Mendagri Tito Karnavian (foto: Okezone)
JAKARTA – Menteri Dalam Negeri (Mendagri), Tito Karnavian buka bunyi mengenai kembali terjeratnya sejumlah kepala wilayah dalam kasus korupsi. Terbaru, Komisi Pemberantasan Korupsi (KPK) menetapkan Bupati Tulungagung, Gatut Sunu Wibowo, sebagai tersangka.
“Jawaban saya hanya satu, nan memilih siapa? Sudah itu saja. nan memilih siapa? Rakyat, iya kan,” kata Tito di Gedung Nusantara II, Kompleks Parlemen, Senayan, Jakarta, Senin (13/4/2026).
Tito kemudian mengaitkan persoalan norma nan menimpa kepala wilayah dengan sistem rekrutmen melalui sistem Pemilihan Kepala Daerah (Pilkada) langsung oleh rakyat.
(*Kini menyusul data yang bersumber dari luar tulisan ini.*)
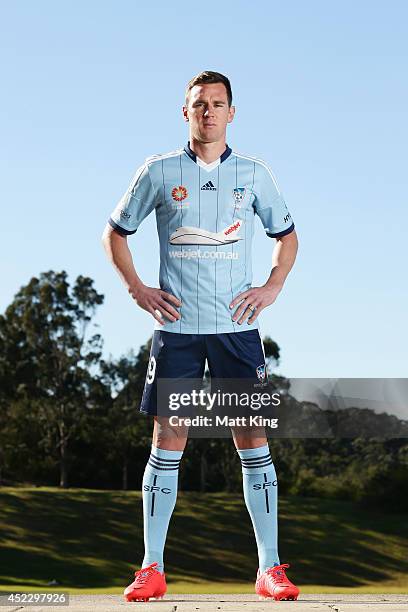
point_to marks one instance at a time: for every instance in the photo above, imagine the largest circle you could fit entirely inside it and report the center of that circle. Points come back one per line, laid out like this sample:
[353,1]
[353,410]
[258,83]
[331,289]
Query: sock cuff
[164,461]
[256,460]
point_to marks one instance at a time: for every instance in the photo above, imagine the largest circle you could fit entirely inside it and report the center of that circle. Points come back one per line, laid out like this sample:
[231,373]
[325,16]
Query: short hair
[208,76]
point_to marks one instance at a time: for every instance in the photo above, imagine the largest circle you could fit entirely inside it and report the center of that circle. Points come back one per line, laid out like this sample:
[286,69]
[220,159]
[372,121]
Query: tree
[49,356]
[130,430]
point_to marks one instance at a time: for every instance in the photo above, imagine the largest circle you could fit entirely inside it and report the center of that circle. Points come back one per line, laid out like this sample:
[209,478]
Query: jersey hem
[283,233]
[209,330]
[121,230]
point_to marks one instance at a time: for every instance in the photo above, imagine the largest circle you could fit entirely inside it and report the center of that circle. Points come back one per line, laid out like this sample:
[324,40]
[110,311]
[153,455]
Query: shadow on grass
[94,539]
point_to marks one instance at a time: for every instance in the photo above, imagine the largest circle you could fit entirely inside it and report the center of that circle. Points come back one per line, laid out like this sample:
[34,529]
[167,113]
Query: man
[205,197]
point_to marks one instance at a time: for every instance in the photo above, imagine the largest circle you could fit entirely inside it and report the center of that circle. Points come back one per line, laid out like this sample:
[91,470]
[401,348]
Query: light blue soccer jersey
[205,220]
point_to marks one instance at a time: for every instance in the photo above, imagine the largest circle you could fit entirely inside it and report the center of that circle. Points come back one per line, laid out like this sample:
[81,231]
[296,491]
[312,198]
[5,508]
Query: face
[208,112]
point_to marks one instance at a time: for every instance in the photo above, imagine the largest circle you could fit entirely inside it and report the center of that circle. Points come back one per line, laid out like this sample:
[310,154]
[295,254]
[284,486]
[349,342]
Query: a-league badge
[261,372]
[239,195]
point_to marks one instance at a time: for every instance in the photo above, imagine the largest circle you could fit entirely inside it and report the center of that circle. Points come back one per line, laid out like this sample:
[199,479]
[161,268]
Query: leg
[160,482]
[260,492]
[241,356]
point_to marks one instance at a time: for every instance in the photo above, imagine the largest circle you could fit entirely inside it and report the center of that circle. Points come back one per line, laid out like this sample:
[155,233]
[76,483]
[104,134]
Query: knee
[167,436]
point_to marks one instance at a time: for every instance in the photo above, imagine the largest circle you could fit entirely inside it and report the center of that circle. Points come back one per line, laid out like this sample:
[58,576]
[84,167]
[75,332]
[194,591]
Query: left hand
[258,298]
“Dan rupanya tidak menjamin menghasilkan pemimpin nan baik. Ada nan bagus, ada juga nan seperti ini,” ujarnya.
Mantan Kapolri itu menyebut kasus kepala wilayah tersandung korupsi bukan perihal baru. Bahkan, dia menilai kejadian tersebut terjadi berulang dalam waktu nan relatif singkat.
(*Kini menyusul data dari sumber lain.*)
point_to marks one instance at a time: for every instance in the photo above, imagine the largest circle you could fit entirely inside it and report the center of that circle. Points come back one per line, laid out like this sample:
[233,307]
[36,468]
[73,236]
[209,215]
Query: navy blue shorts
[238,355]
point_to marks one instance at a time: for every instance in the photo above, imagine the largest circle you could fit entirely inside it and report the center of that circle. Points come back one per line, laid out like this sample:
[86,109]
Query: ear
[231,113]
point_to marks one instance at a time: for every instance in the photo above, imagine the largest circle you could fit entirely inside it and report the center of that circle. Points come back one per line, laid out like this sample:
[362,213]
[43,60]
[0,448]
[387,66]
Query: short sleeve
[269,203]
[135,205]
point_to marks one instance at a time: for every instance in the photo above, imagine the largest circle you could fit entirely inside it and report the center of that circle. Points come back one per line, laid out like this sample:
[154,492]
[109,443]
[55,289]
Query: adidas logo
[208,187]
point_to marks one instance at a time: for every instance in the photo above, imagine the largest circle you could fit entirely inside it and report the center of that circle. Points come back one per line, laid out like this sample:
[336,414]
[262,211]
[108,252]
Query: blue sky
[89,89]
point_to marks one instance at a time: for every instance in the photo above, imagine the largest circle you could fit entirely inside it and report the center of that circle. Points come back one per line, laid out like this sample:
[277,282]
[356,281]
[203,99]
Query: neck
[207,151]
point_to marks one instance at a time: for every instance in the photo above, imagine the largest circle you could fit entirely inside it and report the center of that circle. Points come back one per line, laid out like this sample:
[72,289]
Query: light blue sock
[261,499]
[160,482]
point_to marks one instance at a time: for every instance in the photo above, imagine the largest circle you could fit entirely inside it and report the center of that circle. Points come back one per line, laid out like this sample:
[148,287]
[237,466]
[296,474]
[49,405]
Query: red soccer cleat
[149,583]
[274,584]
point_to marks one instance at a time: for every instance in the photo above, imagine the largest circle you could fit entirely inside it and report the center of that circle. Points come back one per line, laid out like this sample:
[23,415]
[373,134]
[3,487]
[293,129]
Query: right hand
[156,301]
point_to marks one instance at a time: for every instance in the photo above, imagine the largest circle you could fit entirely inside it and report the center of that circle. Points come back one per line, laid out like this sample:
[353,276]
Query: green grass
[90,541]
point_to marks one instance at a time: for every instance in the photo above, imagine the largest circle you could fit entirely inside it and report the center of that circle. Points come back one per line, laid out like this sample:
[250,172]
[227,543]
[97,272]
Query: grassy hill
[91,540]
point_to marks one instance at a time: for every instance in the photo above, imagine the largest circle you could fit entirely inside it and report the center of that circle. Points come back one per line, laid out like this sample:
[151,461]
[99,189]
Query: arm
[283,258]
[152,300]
“Artinya ada problem sistematis, ada persoalan mendasar. Salah satunya mungkin sistem rekrutmen nan selama ini digunakan, ialah pemilihan langsung melalui pilkada. Di satu sisi ada positifnya, tapi ada juga negatifnya, di antaranya biaya politik nan mahal dan tidak menjamin nan terpilih adalah orang nan baik,” tuturnya.
(Awaludin)
News Okezone memberikan buletin terkini dengan jeli dan terpercaya. Ikuti info terbaru tentang politik, sosial, dan peristiwa krusial lainnya, langsung dari sumber nan terpercaya.